Regular readers know that this confirms what your humble blogger has been saying about what has been allowed to happen as a result of policymakers and financial regulators choosing the Japanese model for handling a bank solvency led financial crisis.

PIRC, the shareholder advisory group, has analysed the 2011 accounts of the UK's top five banks to calculate how much they expect to write off as bad debt in the coming years but have yet to take against profits. 
Royal Bank of Scotland (RBS) was in the worst condition, PIRC found, with £18bn of undeclared losses that would wipe out more than a third of its capital buffer and potentially force the 82pc state-owned lender back to the taxpayer for another rescue.
Actually, a taxpayer rescue was never needed in the first place.  The UK has a modern financial system that features both deposit insurance and access to central bank funding.  RBS should have been required to absorb all of its losses in 2008/2009 and then left to rebuild its book capital level through retention of its earnings.    
HSBC had £10bn in undeclared losses, Barclays £6.7bn, Standard Chartered £3.6bn and Lloyds Banking Group £3.6bn. 
PIRC presented its numbers to all the banks and none disputed them.
 PIRC said the rule was "masking the true position [of the accounts] by including fictional assets and fictional profits". 
Translation:  each bank admitted that its capital ratio is meaningless.  By definition the capital ratios are meaningless because equity was overstated by the amount of the undeclared losses.

Is this a financial disclosure violation in the UK?

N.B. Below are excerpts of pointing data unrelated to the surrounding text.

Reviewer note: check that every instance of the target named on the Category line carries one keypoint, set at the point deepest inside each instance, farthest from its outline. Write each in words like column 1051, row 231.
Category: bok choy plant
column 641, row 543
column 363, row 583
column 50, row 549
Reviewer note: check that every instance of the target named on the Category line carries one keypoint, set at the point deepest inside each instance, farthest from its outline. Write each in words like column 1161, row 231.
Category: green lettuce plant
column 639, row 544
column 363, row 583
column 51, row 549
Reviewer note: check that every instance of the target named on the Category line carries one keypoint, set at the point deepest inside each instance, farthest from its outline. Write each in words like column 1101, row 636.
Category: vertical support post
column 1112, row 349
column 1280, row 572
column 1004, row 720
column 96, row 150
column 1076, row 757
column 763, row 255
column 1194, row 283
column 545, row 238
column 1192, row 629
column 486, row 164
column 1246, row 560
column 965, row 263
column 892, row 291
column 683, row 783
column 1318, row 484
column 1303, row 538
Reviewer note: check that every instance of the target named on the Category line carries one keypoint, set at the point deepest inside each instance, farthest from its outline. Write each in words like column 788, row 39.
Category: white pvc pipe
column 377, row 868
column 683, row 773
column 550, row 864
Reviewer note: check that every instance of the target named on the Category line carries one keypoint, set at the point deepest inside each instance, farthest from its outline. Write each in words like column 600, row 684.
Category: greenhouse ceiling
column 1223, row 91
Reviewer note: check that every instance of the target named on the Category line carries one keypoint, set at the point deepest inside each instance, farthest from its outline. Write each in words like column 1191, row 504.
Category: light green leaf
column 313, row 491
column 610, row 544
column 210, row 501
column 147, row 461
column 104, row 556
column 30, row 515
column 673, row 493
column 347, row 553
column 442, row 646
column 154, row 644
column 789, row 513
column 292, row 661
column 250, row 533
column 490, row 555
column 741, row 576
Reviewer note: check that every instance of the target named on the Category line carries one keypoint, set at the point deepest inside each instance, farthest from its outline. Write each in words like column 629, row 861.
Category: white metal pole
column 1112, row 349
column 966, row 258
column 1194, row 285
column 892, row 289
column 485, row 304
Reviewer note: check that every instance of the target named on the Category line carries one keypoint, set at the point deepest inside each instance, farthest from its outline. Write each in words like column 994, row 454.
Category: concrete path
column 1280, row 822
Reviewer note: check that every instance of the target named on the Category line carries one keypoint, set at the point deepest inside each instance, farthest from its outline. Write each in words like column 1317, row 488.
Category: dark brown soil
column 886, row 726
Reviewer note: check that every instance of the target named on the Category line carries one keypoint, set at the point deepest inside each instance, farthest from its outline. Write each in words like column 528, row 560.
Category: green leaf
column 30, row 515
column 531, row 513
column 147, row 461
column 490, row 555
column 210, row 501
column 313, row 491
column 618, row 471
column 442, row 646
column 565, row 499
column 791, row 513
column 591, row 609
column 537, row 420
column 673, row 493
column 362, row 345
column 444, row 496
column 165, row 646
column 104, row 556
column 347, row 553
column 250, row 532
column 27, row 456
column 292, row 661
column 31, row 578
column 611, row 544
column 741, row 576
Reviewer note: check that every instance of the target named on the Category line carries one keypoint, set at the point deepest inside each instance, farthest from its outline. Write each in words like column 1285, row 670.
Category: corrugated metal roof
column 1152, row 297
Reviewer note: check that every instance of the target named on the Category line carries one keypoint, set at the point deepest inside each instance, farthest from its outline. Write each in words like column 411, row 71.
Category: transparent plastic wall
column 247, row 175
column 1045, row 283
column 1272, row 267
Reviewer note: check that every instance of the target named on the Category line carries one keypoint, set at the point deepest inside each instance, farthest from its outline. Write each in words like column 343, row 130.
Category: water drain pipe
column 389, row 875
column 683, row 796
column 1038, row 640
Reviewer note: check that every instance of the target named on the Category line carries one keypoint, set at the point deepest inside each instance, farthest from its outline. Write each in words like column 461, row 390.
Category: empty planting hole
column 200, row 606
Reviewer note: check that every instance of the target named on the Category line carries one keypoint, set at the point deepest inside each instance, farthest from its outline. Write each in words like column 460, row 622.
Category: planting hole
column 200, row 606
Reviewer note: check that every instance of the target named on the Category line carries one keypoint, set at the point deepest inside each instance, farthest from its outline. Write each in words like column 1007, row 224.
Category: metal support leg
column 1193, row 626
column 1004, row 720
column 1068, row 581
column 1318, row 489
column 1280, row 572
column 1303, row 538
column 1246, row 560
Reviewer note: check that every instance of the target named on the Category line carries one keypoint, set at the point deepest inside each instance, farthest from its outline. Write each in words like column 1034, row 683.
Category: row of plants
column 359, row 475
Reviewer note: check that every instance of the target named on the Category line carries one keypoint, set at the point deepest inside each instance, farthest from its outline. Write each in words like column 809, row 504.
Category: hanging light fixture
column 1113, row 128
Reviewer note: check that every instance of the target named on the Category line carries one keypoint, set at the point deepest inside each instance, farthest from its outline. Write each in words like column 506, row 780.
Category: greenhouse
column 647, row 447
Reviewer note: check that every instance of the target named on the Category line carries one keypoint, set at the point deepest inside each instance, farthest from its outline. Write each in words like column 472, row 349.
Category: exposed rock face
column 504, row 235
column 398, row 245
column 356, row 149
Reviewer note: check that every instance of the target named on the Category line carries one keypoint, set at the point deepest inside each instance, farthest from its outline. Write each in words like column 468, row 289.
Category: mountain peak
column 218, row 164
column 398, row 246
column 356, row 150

Since none of the banks disputed the size of the undeclared losses, we know that they have at least this amount of undeclared losses.  The real question is 'how much more in undeclared losses do they have?'

If UK banks are hiding this much in undeclared losses, how much is being hidden in France, Germany and the US?
Dividends and bonuses are being paid out on inflated profit numbers, it added, when they should be retained to boost the banks' capital cushions.
Confirmation that only the bankers benefit from the Japanese model!